Swiss-based banking group UBS has agreed to buy Charles Schwab's capital markets unit for $265 million in cash.
UBS said it would integrate the unit, which comprises equities trading and sales and Schwab's Nasdaq trading system, into its investment bank. The unit matches buyers and sellers in more than 11,000 stocks and handles more than 200 million shares a day of trading volume.
The deal is the latest in a string of pinpoint purchases that has seen UBS strengthen its core activities in investment banking and wealth management. Analysts have said that the deal is too small to transform UBS in any significant way.
The sale came less than eight months after Schwab, the largest US discount brokerage, bought the business, now known as Schwab SoundView Capital Markets, for $321 million.
UBS said the transaction included an eight-year services agreement for the handling of Schwab's equities and listed options orders.
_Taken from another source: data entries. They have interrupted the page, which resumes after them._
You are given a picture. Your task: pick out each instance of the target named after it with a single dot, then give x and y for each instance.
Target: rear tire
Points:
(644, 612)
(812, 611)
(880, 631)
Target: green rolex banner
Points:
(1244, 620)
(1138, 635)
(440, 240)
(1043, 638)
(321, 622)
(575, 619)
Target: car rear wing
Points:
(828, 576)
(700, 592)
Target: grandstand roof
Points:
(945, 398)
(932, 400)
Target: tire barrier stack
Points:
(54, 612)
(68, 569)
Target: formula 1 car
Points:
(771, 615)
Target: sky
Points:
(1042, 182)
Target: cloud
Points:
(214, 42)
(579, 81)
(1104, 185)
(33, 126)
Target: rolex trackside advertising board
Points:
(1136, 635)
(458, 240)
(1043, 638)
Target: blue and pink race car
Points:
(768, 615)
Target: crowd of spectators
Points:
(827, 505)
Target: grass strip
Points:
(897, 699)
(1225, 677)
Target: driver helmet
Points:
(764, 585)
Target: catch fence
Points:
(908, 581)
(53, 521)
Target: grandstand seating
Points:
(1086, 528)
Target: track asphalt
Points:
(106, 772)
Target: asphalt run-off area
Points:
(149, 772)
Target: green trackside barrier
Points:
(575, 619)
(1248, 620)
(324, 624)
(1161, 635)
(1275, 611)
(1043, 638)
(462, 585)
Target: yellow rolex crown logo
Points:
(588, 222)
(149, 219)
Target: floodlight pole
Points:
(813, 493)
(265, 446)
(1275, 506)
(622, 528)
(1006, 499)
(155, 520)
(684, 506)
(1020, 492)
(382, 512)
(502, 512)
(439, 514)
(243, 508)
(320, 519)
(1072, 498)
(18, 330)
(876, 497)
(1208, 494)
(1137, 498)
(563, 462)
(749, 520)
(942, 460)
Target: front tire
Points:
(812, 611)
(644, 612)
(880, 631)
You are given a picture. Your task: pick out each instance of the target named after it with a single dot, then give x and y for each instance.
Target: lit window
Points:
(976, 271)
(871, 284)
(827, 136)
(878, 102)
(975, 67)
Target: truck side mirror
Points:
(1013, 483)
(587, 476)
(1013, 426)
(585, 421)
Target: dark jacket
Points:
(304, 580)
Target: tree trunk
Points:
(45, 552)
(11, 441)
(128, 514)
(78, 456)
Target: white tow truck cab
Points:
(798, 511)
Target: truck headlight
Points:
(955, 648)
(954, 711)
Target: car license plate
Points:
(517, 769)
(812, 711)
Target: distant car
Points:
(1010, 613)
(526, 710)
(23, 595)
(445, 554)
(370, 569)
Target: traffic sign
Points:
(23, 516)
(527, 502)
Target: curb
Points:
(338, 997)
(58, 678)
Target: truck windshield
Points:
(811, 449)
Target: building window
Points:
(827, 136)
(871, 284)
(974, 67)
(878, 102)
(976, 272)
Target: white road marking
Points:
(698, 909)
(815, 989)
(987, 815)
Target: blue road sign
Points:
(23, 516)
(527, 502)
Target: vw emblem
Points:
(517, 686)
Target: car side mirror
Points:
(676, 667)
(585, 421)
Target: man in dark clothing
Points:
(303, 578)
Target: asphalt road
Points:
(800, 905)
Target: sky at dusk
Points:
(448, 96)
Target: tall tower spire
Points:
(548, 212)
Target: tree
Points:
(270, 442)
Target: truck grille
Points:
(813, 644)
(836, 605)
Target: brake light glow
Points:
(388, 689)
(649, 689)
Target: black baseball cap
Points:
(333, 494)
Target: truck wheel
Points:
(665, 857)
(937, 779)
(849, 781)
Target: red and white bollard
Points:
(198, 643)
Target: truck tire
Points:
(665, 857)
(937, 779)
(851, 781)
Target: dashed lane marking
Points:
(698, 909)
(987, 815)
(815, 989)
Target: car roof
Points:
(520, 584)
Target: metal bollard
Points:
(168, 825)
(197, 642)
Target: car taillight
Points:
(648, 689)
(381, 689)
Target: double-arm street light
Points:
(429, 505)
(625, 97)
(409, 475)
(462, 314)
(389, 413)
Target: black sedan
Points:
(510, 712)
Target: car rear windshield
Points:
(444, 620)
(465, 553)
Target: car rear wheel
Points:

It expects the transaction to close within 60 days.
Last week, UBS said it had bought 50 per cent of Russian equity broker Brunswick UBS from Brunswick Capital, giving it full ownership of the Moscow-based investment bank.
UBS has also bought the German wealth management division of Merrill Lynch, the French activities of Lloyds TSB, and UK wealth managers Laing & Cruickshank and Scott Goodman Harris.
The deals helped increase UBS's assets under management to $1.75 trillion at the end of June.